Farz ve vacip konusuna gelince:
Müçtehitleri çoğunluğu, vacip kavramını farz anlamında kullanmışlardır. Hanefi mezhebinin dışındaki diğer hak mezheplerde, hüküm bakımından vacip, farz anlamında kullanılır. Buna göre, vacip de farz demektir. İster vacip denilsin isterse de farz denilsin ikisiyle de aynı mana anlaşılır.
Ancak Hanefilere göre ise, kati delille sabit olan hükme farz, zanni delille sabit olan hükme vacip diyerek ikili bir ayırım yapmışlardır. Ancak Hanefîler, vacibin de farz gibi kesin olarak yapılması gerektiği görüşündedir. Onların bu ayırımı daha çok delilin kuvvetini ve inkârın dinî sonuçlarını göstermeyi hedefler.
Özetle, haramı terk eden ve yapmayan bir Müslüman farz sevabı alır. Farzı yerine getirmek de haramı terk etmek de sürekli ibadet etmektir, sevap kazanmaktır.
Haramdan Sakınmak ve Farzları Yerine Getirmek Şarttır
Yaradılışımızın gayesi olan Allah’a kulluğumuzu en güzel şekilde ifa için, Sevgili Peygamberimizin (asm) yolunu takip edip ilahi emir ve yasaklara riayet ederek, haramlardan kaçınmamız icap etmektedir.
İmandan sonra en büyük mükellefiyetimiz: farzları eda edip, haramlardan sakınmaktır. Her ikisi de aynı derecede emirdir. Bu iki emre uymak da farzdır; yapılması gerekenleri yapmak farz olduğu gibi, terk edilmesi gerekenleri de terk etmek yine farzdır.
Haramı Terk Etmek Önce Gelir
Bir insanın hastalıklara sebep olacak hallerden korunması, onun beslenmesinden, yiyip içmesinden daha önemlidir. Bunun gibi Müslümanların dini hayatlarını, maneviyatlarını ayakta tutmak için de inançla ilgili yanlışlardan temizlenmek, manevi kazançlarımızı yiyip bitiren haramlardan sakınmak daha mühim görünmektedir.
Nitekim İslam hukukunun esaslarını teşkil eden Mecelle’de bir hüküm olarak ifade edildiği gibi “Def-i mefasit, celb-i menafiden evladır.” yani kötülüklerden korunmak iyilik yapmaktan daha faziletlidir.
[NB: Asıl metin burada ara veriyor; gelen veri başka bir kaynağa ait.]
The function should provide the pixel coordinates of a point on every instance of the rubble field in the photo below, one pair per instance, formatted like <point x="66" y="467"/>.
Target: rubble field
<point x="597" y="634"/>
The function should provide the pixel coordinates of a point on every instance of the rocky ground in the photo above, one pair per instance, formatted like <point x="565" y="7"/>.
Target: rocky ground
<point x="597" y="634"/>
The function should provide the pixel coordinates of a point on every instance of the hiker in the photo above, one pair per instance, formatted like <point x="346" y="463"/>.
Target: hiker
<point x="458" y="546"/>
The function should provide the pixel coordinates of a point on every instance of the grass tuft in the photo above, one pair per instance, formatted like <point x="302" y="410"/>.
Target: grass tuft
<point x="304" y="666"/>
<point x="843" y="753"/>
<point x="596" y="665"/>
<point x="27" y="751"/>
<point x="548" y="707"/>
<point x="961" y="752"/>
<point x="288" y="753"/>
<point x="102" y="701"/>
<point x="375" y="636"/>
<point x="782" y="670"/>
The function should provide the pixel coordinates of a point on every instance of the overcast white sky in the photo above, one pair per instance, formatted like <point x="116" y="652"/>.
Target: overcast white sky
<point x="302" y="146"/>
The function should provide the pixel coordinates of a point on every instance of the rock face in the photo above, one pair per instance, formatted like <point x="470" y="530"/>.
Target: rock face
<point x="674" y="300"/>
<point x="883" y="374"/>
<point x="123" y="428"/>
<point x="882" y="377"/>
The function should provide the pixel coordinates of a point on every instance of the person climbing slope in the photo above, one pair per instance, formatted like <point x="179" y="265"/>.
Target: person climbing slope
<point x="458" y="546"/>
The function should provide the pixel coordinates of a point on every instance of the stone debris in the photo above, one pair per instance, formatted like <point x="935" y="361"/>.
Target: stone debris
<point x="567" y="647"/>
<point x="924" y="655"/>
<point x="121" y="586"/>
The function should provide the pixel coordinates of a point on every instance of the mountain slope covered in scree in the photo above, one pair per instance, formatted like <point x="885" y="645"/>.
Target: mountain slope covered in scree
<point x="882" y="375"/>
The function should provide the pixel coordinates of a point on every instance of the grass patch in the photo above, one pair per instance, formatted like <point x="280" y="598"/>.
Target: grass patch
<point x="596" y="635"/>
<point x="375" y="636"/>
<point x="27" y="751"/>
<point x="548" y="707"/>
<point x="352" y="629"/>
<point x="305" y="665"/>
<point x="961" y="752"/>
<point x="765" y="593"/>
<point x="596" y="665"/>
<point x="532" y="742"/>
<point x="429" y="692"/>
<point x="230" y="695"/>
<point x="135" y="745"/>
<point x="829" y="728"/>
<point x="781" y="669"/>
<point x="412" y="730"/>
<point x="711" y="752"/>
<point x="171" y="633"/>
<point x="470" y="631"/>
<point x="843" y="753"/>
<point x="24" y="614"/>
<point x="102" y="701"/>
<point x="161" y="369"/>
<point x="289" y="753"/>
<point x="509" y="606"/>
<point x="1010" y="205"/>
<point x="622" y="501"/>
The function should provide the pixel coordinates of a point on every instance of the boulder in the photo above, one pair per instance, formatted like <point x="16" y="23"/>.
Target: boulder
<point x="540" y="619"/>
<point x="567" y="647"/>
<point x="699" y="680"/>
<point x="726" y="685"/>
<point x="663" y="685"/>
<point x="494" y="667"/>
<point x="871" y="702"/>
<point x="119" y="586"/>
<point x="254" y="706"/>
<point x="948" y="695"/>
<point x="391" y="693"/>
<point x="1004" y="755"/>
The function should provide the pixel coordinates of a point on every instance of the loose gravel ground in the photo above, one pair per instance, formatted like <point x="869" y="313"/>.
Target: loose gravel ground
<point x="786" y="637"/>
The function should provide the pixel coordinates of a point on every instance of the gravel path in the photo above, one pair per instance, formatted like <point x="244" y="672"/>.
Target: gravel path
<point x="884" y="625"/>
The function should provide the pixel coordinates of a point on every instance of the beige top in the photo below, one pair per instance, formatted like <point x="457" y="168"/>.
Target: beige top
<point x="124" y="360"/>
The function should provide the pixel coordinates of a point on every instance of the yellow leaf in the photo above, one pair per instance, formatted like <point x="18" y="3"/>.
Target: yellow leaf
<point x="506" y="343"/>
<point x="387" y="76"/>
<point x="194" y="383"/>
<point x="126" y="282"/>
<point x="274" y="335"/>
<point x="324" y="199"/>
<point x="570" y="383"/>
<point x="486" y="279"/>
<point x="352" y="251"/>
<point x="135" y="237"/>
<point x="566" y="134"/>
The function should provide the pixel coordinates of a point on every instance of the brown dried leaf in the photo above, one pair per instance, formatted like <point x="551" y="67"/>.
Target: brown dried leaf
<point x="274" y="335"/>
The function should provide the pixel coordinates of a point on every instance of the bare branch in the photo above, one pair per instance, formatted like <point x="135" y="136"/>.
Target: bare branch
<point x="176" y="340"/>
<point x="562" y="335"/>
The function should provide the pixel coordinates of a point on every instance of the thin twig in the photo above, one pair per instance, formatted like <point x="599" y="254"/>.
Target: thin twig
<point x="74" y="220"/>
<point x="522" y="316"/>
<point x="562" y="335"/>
Bilindiği gibi, maddi ve manevi her türlü terakki ve tekâmülün iki esası vardır: Faydalı işler görmek ve zararlılardan uzak durmak. Birincisine “celb-i nef’”, yani fayda vereni celp etmek deniliyor, ikincisine ise “def-i şer”, yani şerri gidermek. “Her zaman, def-i şerrin celb-i nef’a racih olduğu” yani ona üstün geldiği, ondan daha fazla önem kazandığı beyan edilmekte.
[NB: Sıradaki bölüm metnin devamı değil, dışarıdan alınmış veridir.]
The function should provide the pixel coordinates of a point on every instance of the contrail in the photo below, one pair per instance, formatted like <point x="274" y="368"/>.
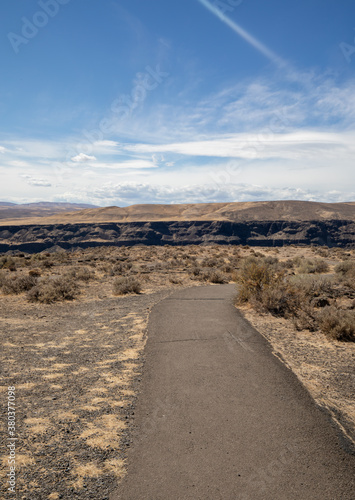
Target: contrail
<point x="244" y="34"/>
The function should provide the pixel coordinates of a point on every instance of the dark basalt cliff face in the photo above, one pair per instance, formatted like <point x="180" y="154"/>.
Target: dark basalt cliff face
<point x="35" y="238"/>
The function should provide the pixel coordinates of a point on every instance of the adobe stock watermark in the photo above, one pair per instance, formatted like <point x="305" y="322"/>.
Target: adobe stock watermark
<point x="31" y="27"/>
<point x="347" y="50"/>
<point x="224" y="6"/>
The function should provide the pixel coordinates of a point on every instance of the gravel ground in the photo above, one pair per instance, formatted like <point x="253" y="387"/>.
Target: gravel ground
<point x="325" y="367"/>
<point x="76" y="370"/>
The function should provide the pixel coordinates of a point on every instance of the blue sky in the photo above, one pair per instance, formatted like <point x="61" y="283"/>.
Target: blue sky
<point x="120" y="102"/>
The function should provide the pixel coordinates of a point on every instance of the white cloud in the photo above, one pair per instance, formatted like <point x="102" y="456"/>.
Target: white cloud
<point x="129" y="164"/>
<point x="133" y="193"/>
<point x="265" y="145"/>
<point x="82" y="158"/>
<point x="33" y="181"/>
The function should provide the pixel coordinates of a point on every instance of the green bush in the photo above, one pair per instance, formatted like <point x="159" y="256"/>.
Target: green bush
<point x="124" y="285"/>
<point x="252" y="278"/>
<point x="13" y="285"/>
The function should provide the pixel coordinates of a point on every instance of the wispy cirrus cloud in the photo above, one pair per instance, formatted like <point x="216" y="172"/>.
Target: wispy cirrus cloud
<point x="135" y="193"/>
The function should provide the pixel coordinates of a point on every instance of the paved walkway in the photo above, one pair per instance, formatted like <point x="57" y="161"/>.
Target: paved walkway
<point x="221" y="418"/>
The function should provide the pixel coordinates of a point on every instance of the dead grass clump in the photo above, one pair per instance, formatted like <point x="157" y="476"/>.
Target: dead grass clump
<point x="338" y="324"/>
<point x="125" y="285"/>
<point x="53" y="290"/>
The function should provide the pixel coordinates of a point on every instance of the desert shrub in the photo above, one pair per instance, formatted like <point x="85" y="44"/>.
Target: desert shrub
<point x="305" y="318"/>
<point x="280" y="299"/>
<point x="195" y="271"/>
<point x="313" y="266"/>
<point x="124" y="285"/>
<point x="13" y="285"/>
<point x="7" y="262"/>
<point x="46" y="263"/>
<point x="313" y="286"/>
<point x="81" y="273"/>
<point x="35" y="273"/>
<point x="346" y="272"/>
<point x="53" y="290"/>
<point x="215" y="276"/>
<point x="338" y="324"/>
<point x="252" y="278"/>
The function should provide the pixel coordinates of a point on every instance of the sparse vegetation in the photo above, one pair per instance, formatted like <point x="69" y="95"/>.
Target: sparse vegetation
<point x="312" y="302"/>
<point x="53" y="290"/>
<point x="125" y="285"/>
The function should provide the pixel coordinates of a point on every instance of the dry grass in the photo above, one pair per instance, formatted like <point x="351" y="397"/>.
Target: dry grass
<point x="313" y="297"/>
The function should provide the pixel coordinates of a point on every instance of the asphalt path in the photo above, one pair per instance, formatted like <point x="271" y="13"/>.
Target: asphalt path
<point x="220" y="417"/>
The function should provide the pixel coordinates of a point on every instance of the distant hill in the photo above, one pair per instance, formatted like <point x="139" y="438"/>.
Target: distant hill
<point x="62" y="213"/>
<point x="272" y="223"/>
<point x="11" y="211"/>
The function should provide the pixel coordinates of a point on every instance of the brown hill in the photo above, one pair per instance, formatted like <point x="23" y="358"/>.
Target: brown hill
<point x="11" y="211"/>
<point x="232" y="212"/>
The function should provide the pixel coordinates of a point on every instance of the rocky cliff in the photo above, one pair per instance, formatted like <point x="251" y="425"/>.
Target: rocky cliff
<point x="35" y="238"/>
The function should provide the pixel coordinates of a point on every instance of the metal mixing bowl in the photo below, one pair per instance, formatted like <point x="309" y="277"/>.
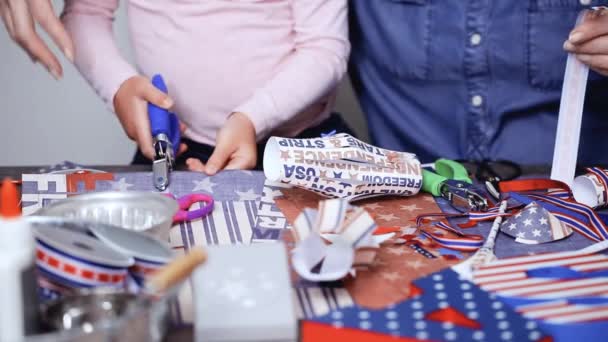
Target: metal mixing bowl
<point x="147" y="212"/>
<point x="105" y="315"/>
Zarar def edilmediği taktirde kazancın bir manası kalmaz. Dibi delik bir kovaya, su doldurmanın hiçbir manası yok. Öncelikle kazanca engel olan sebepler ortadan kaldırılarak kazancın önü açılmalı. Kur’an okumak tam manasıyla bir hayırdır. Biz, her harfinde en az on sevap bulunan bu ulvi ibadete başlarken, önce kovulmuş şeytanın şerrinden Allah’a sığınırız. Bu bir def-i şerdir. Bunu, celb-i nef, yani besmele çekme ve Kur’an okuma takip eder. Zarar yollarını kapamayan bir insan, kazandığından çok daha fazlasını kaybedebilir ve bu yolun sonu iflasa çıkabilir.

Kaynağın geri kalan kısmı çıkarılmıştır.